Tunnelling completed on Thailand’s Samui Island Water Tunnel project

31 August 2022


Contractor SCG (1995) Co Ltd has completed excavating a 1.1km tunnel for the Samui Island flood control scheme in Thailand.

The Thai contractor built the tunnel, designed to alleviate flooding, using a refurbished Terratec S48C EPBM.

Terratec says the EPBM, featuring a classic soft ground open spoke cutterhead design, with knife bits to assist break-in and break-out of the steel fibre-reinforced concrete shaft eyes, coped well with the geological conditions along the alignment. They consisted of dense sand, stiff to hard clay and decomposed rocks with a groundwater head of about 2 bars.

The 5x9m receiving shaft was located at the bottom of two hills where flooding lies. The flood water will be drained through the new tunnel and connected with a 500m open canal to the sea. With Terratec’s non-tuck hose system, muck can be easily transferred to muck cars and out to the surface.
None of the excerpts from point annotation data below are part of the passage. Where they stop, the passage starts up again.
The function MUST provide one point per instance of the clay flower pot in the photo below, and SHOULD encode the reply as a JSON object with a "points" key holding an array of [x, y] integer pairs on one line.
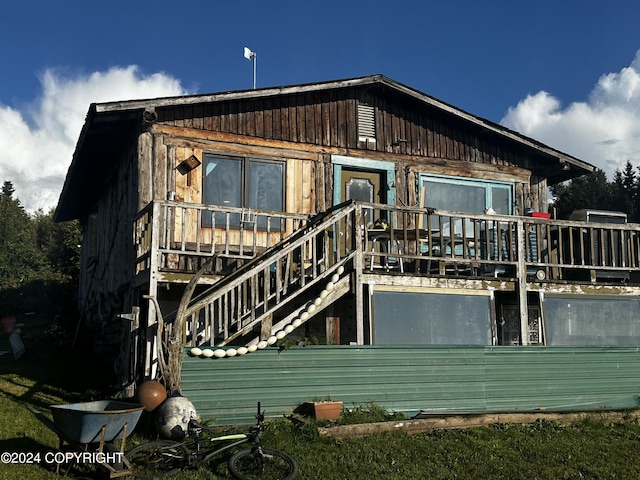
{"points": [[327, 410]]}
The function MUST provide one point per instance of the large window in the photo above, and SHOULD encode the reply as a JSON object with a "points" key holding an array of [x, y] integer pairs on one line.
{"points": [[592, 320], [243, 182], [418, 318], [465, 195]]}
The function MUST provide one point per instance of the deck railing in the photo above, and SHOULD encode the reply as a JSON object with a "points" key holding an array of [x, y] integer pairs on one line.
{"points": [[185, 235], [277, 280], [428, 241]]}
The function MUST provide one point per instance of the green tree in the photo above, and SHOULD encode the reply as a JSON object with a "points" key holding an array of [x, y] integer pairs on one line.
{"points": [[624, 192], [589, 191], [38, 259], [19, 256]]}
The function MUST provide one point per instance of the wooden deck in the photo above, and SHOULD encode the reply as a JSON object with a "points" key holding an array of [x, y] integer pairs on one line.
{"points": [[266, 271]]}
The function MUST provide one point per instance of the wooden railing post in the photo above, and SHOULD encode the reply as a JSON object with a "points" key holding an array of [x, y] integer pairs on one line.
{"points": [[358, 263], [521, 275]]}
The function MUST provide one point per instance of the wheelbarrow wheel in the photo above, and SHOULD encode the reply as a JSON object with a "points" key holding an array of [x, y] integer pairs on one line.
{"points": [[266, 464], [160, 458]]}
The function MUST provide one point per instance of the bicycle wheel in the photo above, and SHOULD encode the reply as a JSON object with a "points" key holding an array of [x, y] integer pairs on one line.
{"points": [[160, 458], [272, 464]]}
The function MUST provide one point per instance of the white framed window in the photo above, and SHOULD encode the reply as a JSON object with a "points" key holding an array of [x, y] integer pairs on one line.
{"points": [[467, 195]]}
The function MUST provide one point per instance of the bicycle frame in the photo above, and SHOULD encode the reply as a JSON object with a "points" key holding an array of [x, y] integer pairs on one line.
{"points": [[195, 446]]}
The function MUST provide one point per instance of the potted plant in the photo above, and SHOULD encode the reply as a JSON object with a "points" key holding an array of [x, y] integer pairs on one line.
{"points": [[326, 409]]}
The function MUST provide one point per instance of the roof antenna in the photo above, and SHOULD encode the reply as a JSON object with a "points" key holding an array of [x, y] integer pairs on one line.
{"points": [[249, 55]]}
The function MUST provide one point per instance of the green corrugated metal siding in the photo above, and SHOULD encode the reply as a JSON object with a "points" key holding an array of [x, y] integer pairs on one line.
{"points": [[410, 379]]}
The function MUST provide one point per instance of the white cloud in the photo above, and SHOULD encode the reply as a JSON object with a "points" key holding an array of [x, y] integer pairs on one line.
{"points": [[37, 144], [604, 130]]}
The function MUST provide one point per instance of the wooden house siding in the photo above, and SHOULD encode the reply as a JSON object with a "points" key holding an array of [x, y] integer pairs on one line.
{"points": [[329, 118], [445, 380], [107, 270]]}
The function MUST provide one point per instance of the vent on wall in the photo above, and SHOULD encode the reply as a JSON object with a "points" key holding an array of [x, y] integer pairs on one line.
{"points": [[366, 123]]}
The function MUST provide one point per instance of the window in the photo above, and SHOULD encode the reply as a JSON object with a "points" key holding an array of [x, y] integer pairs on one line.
{"points": [[244, 183], [466, 195], [595, 320], [413, 318]]}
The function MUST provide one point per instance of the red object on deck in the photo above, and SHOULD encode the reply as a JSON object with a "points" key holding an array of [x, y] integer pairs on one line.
{"points": [[541, 215], [8, 324]]}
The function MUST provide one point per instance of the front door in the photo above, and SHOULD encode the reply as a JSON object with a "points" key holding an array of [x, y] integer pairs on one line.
{"points": [[363, 186]]}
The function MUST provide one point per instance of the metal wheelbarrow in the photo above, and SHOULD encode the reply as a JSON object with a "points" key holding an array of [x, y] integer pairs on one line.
{"points": [[94, 426]]}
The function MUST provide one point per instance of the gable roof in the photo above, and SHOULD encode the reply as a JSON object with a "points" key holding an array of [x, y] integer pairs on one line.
{"points": [[109, 125]]}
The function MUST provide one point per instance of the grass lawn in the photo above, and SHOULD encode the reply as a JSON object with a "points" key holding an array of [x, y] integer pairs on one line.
{"points": [[592, 449]]}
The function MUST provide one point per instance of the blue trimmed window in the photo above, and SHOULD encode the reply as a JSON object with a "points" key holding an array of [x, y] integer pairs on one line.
{"points": [[243, 182], [465, 194]]}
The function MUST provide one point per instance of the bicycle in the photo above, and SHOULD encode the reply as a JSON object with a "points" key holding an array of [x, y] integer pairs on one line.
{"points": [[162, 458]]}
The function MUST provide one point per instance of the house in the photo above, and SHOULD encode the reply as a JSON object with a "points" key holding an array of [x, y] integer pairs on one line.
{"points": [[227, 235]]}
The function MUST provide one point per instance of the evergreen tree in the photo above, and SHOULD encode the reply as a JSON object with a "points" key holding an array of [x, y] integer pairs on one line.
{"points": [[591, 191], [19, 257]]}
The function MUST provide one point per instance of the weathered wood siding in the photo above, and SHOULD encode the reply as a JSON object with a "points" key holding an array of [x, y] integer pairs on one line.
{"points": [[107, 266], [329, 118], [327, 123]]}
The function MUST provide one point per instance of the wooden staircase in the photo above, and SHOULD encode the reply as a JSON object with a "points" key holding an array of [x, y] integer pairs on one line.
{"points": [[277, 291]]}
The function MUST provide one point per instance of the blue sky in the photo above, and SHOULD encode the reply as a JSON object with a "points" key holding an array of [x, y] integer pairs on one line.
{"points": [[544, 68]]}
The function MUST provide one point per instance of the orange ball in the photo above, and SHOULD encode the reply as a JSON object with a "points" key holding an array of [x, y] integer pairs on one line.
{"points": [[151, 394]]}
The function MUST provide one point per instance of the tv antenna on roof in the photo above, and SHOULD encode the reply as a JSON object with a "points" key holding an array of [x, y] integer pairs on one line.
{"points": [[249, 55]]}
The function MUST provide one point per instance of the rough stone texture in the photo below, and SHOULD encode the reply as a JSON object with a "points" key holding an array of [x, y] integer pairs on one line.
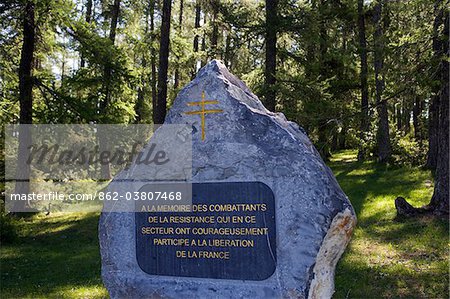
{"points": [[245, 143]]}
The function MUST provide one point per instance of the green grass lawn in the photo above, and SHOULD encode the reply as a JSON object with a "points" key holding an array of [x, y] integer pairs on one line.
{"points": [[57, 256]]}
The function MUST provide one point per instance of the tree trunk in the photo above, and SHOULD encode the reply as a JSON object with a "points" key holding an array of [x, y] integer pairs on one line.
{"points": [[364, 125], [227, 55], [153, 54], [159, 112], [406, 116], [417, 119], [383, 142], [88, 18], [215, 29], [105, 168], [271, 54], [398, 116], [26, 103], [202, 60], [197, 36], [177, 70], [439, 202], [433, 119]]}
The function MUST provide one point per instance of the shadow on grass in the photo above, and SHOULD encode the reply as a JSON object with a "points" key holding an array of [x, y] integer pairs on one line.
{"points": [[388, 258], [51, 254]]}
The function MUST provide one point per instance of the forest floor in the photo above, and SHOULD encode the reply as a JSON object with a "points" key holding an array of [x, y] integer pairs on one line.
{"points": [[57, 256]]}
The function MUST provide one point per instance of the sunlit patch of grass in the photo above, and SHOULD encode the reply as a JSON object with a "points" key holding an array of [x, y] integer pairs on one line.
{"points": [[388, 258]]}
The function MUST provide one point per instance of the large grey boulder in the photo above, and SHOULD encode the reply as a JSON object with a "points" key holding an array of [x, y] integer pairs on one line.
{"points": [[245, 142]]}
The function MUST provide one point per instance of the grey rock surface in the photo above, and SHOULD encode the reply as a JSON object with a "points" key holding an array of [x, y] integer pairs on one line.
{"points": [[245, 142]]}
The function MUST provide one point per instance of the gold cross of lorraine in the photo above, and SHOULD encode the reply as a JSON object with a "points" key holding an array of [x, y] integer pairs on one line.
{"points": [[203, 112]]}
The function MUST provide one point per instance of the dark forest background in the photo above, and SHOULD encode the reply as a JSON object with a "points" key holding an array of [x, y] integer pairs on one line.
{"points": [[371, 75]]}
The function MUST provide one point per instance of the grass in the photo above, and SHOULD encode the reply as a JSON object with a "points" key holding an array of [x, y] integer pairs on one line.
{"points": [[57, 256], [388, 258], [54, 256]]}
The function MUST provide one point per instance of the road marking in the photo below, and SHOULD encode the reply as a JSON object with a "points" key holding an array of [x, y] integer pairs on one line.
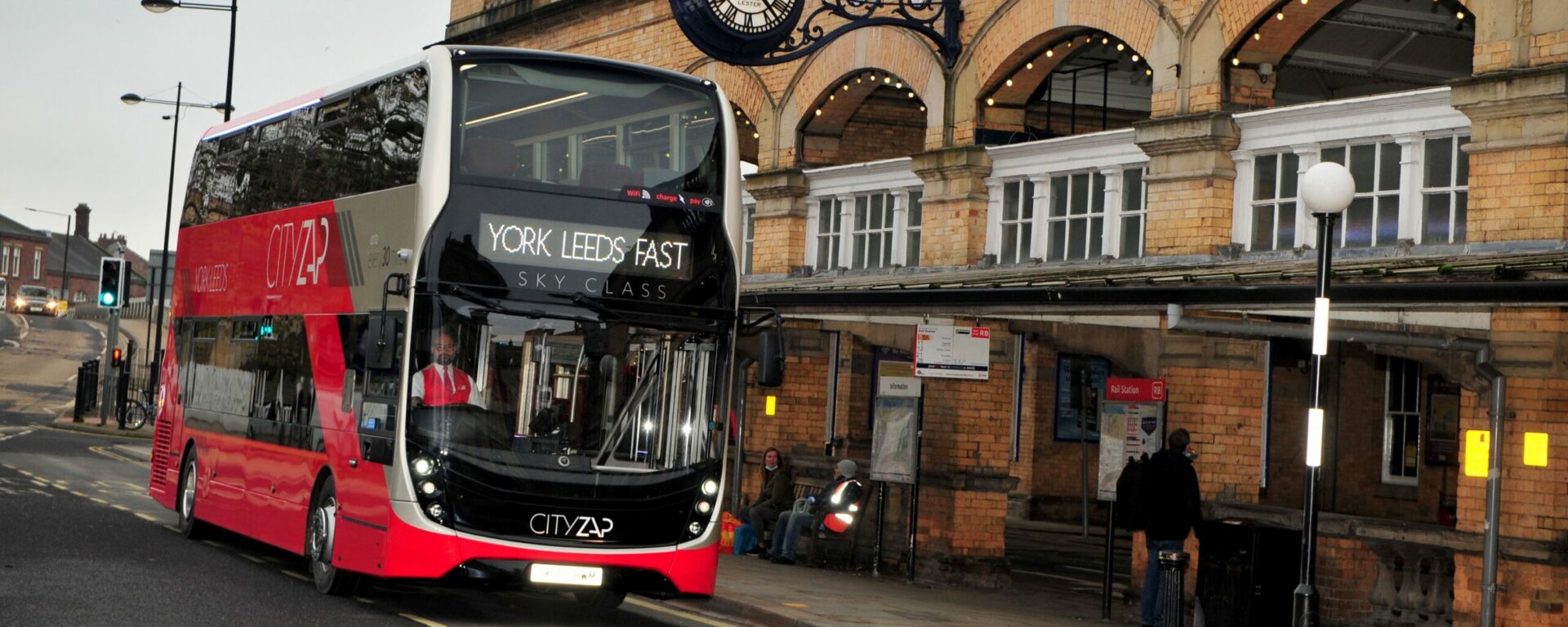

Samui Island, off the east coast of Thailand, is the country’s second largest island after Phuket. It attracts more than 2.7 million tourists a year. Samui faces severe flood problems and the tunnel is intended to ease flood waters. As part of the main Ring Road revitalisation and improvement project, the tunnel will improve rainwater collection from roadway run-off along Samui's main ring road.

Prior to the Samui Island Water Tunnel project, the 3.20m diameter EPBM was operated for Bangkok Metropolitan Electricity Authority’s Phra Khanong Cable Tunnel Project. Thai contractor Nawarat Patanakarn PCL excavated a sharp 32m-radius curve as it exited the project’s launch shaft in order to negotiate the piles of an adjacent expressway ramp.

To achieve the challenging curved alignment, the EPBM featured an extreme X-type articulation system that provided a maximum articulation angle of 6.6 degrees. Designed to accommodate a new high-voltage cable system, the Phra Khanong Cable Tunnel Project was the first of a series of tunnelling projects to meet increased electricity demand in the Thai capital.